Revealed, standing in the porch, with his cane raised to rap once more and an expression of keen enthusiasm – a wide grin, in fact – was not John Buchanan but an absolute stranger.

He was a man of medium build – on the slight side, perhaps – wearing smartly pointed boots, an air that was altogether sprightly – dapper – and a bushy, vigorously curling moustache.

‘I’ve come!’ he cried, then, ‘Rather late, I’m afraid!’

Smudge was at a loss. He gleamed at her, staring down his nose and widening his eyes. ‘I suppose I may come in?’

Smudge stepped mutely aside, glancing over her shoulder for some adult to save her, but nobody came, only a surging of strangers’ voices down the hall, as the noise of the survivors reached her.

‘I am so sorry to inconvenience you, but I believe you
were
warned?’

Still, Smudge did not speak.

‘My name is Charlie Traversham-Beechers. Is the lady of the house about at all? Perhaps you might … fetch her?’ Again he showed his white teeth to Smudge.

‘Imogen Torrington,’ said Smudge at last, and in a whisper. She was a confident enough child in her own realm, but this plainly wasn’t it.

The gentleman held out his hand. ‘Really? How
do
you do?’ he said smoothly, lengthening his ‘r’ nasally, grasping her fingers in his thickly gloved ones and squeezing.

Just then there was the sound of whistling, and Clovis, hurriedly adjusting his tie, came down the stairs, immaculate in evening clothes – white tie and tails – his hair oiled, the creases in his trousers sharp.
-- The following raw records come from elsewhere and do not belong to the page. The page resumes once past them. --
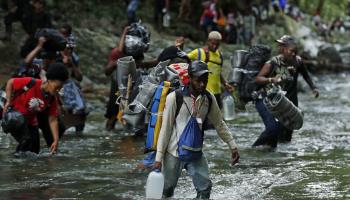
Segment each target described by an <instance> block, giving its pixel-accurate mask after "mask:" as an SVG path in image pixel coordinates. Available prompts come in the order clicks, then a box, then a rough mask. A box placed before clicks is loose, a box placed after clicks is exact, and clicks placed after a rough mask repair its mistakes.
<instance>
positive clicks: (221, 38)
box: [208, 31, 222, 40]
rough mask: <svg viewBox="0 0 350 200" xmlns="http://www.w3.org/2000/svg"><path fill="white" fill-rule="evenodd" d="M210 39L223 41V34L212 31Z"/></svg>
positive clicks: (208, 37)
mask: <svg viewBox="0 0 350 200" xmlns="http://www.w3.org/2000/svg"><path fill="white" fill-rule="evenodd" d="M208 39H214V40H221V39H222V36H221V33H220V32H218V31H211V32H210V33H209V35H208Z"/></svg>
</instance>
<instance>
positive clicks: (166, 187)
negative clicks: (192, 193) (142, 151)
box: [162, 153, 212, 199]
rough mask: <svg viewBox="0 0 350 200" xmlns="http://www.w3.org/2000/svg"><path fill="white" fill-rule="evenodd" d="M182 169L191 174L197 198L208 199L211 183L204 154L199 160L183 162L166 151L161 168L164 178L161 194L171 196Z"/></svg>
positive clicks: (209, 196) (188, 173)
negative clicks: (185, 169) (162, 190)
mask: <svg viewBox="0 0 350 200" xmlns="http://www.w3.org/2000/svg"><path fill="white" fill-rule="evenodd" d="M182 169H186V170H187V173H188V174H189V175H190V176H191V178H192V182H193V185H194V187H195V188H196V191H197V198H202V199H209V197H210V191H211V185H212V184H211V181H210V179H209V168H208V161H207V159H206V158H205V157H204V155H203V156H202V158H200V159H199V160H196V161H193V162H183V161H181V160H179V159H178V158H176V157H174V156H172V155H171V154H169V153H166V154H165V156H164V161H163V168H162V172H163V174H164V180H165V182H164V190H163V195H164V196H165V197H171V196H173V194H174V190H175V187H176V185H177V181H178V180H179V178H180V175H181V171H182Z"/></svg>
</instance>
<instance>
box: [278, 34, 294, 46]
mask: <svg viewBox="0 0 350 200" xmlns="http://www.w3.org/2000/svg"><path fill="white" fill-rule="evenodd" d="M276 42H278V43H280V44H283V45H286V46H289V45H296V43H295V40H294V38H293V37H292V36H290V35H284V36H282V37H281V38H280V39H277V40H276Z"/></svg>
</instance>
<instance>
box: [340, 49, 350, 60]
mask: <svg viewBox="0 0 350 200" xmlns="http://www.w3.org/2000/svg"><path fill="white" fill-rule="evenodd" d="M339 55H340V57H341V59H342V61H343V63H345V64H350V45H347V46H345V47H342V48H341V49H340V50H339Z"/></svg>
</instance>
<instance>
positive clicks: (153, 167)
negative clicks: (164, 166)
mask: <svg viewBox="0 0 350 200" xmlns="http://www.w3.org/2000/svg"><path fill="white" fill-rule="evenodd" d="M153 169H159V170H161V169H162V163H161V162H154V164H153Z"/></svg>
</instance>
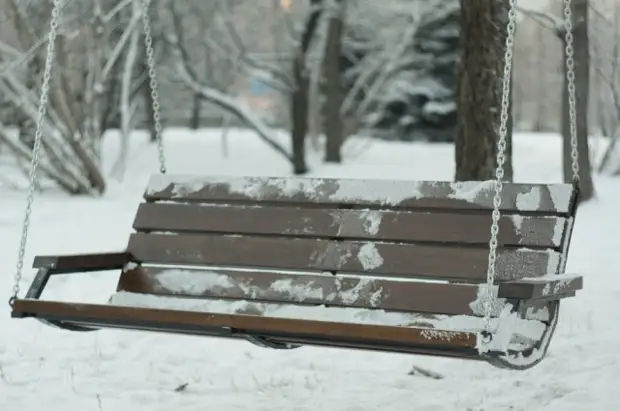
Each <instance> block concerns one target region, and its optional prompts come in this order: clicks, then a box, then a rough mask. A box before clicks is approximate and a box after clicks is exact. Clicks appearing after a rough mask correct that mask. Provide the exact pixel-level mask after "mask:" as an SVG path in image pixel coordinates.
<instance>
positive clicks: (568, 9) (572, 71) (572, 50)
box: [564, 0, 579, 183]
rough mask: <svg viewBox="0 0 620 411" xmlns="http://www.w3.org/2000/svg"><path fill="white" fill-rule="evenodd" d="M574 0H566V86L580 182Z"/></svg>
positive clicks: (569, 112) (573, 179)
mask: <svg viewBox="0 0 620 411" xmlns="http://www.w3.org/2000/svg"><path fill="white" fill-rule="evenodd" d="M571 3H572V0H564V30H565V33H564V41H565V43H566V44H565V46H566V48H565V53H566V80H567V84H566V87H567V89H568V118H569V124H570V146H571V153H570V154H571V159H572V169H573V182H574V183H579V143H578V141H577V96H576V94H577V93H576V89H575V57H574V55H575V50H574V48H573V13H572V10H571Z"/></svg>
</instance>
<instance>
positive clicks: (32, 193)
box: [9, 0, 64, 305]
mask: <svg viewBox="0 0 620 411" xmlns="http://www.w3.org/2000/svg"><path fill="white" fill-rule="evenodd" d="M63 5H64V0H54V2H53V6H52V16H51V20H50V26H49V28H50V29H49V33H48V35H47V56H46V58H45V68H44V69H43V81H42V82H41V95H40V96H39V109H38V112H37V122H36V128H35V133H34V146H33V148H32V160H31V163H30V174H29V186H28V195H27V196H26V209H25V211H24V221H23V223H22V235H21V240H20V242H19V252H18V254H17V265H16V267H15V278H14V283H13V294H12V296H11V298H10V299H9V304H10V305H13V301H15V299H17V297H18V296H19V292H20V285H21V280H22V271H23V269H24V258H25V255H26V245H27V243H28V231H29V229H30V216H31V214H32V205H33V202H34V194H35V191H36V185H37V167H38V165H39V155H40V153H41V141H42V140H43V127H44V123H45V116H46V114H47V102H48V96H49V88H50V81H51V79H52V66H53V64H54V52H55V45H56V44H55V43H56V36H57V34H58V26H59V24H60V15H61V10H62V7H63Z"/></svg>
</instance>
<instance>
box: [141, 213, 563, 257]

He was altogether the most welcome and brotherly sight Smudge could have asked for. She ran to him.

‘Hello! Who’s this?’ said Clovis.

The gentleman stepped forward eagerly. ‘Charlie Traversham-Beechers; I believe you were expecting me.’

‘If we were, it’s news to me,’ said Clovis pleasantly, as Smudge retreated behind him to listen.

‘I felt sure the Railway had warned you about passengers,’ responded the visitor.

‘Passen—Oh! You’re from the accident!’

‘Exactly.’

‘How extraordinary.’

‘Yes, it was a most dreadful thing.’

Clovis cast his eye over Charlie Traversham-Beechers’ attire. ‘Where was the accident?’ he asked.

‘It was on the branch line.’

‘To?’

‘Just outside Whorley. Some trouble with the points, I believe. Absolute horror. Derailed utterly. Didn’t they tell you?’